倒れても立ち上がる「ラグビー仕込みの人生術」

浅草には数多くの車夫が存在する。自力で集客し、200kg以上の重量を引いて汗を流しながら「最高だ」と言い切れる背景には、やはりラグビーで培ったタフネスがある。
「人力車の仕事はウォーミングアップ感覚でできますが、そう言えるのもラグビーで鍛えたフィジカルがあるからです。この状態を維持するために筋トレやコンディショニング、栄養管理は徹底しています。プロ意識のようなものは今も根底にありますね」。

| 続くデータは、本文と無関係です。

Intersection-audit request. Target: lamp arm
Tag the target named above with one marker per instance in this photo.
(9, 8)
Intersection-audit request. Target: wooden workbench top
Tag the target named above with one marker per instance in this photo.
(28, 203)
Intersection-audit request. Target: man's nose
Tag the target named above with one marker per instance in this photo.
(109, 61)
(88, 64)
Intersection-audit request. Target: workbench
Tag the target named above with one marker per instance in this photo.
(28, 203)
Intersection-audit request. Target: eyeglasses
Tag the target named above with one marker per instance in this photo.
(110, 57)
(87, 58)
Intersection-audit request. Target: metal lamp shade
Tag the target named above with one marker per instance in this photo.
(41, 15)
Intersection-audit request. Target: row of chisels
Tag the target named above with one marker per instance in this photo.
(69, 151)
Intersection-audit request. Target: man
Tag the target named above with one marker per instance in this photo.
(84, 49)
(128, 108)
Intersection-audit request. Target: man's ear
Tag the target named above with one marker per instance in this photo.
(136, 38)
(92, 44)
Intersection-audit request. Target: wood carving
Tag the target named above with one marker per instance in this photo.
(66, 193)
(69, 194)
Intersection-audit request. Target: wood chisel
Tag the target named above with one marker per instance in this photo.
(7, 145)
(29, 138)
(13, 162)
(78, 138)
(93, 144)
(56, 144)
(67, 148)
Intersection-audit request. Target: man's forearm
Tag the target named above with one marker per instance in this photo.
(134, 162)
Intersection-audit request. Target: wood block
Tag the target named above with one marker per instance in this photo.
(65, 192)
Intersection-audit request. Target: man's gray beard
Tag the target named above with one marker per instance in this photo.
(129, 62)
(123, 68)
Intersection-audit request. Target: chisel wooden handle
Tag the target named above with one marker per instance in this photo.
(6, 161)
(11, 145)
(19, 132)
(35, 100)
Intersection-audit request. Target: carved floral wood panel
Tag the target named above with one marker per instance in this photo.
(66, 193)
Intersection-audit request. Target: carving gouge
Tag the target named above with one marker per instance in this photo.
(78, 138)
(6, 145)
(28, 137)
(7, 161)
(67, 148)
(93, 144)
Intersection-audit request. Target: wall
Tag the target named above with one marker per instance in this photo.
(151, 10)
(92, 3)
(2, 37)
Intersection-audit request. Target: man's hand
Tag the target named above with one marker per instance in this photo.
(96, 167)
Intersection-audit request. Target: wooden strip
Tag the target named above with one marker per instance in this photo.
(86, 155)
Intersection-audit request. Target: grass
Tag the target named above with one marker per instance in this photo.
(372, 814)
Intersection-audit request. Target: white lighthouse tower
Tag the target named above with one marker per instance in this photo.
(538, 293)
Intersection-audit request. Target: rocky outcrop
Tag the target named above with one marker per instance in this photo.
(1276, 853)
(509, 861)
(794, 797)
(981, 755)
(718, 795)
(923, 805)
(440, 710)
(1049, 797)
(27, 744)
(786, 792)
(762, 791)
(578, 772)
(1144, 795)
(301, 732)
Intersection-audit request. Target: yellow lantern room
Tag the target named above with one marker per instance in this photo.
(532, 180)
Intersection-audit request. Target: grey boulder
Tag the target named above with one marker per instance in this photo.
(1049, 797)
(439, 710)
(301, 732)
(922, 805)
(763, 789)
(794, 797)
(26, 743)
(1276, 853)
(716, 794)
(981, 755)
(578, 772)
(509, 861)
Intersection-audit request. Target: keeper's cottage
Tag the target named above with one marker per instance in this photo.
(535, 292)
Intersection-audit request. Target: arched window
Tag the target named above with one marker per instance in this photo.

「ラグビーは倒れてもすぐに立ち上がり、自分のポジションへ戻って再びベストを尽くす、その繰り返しです。それは人生も同じだと考えています。挑戦して上手くいけば継続し、失敗すればそこから学んで修正し、再びトライする。このバイタリティさえあれば、大抵のことは成し遂げられると思っています」。

AI化や効率化が進む現代において、肉体を使い、アナログに働くことの価値を再認識しているという。
「観光客の方が決して安くはない人力車を利用してくださるのも、人が汗を流し、対面でコミュニケーションを取るという『人間味』に魅力を感じているからだと思います。餅づくりも現在は機械化が主流ですが、手作業による温もりやストーリーが重要なんです。何を売るか(What)以上に、どう届けるか(How)が問われる時代だと感じます」。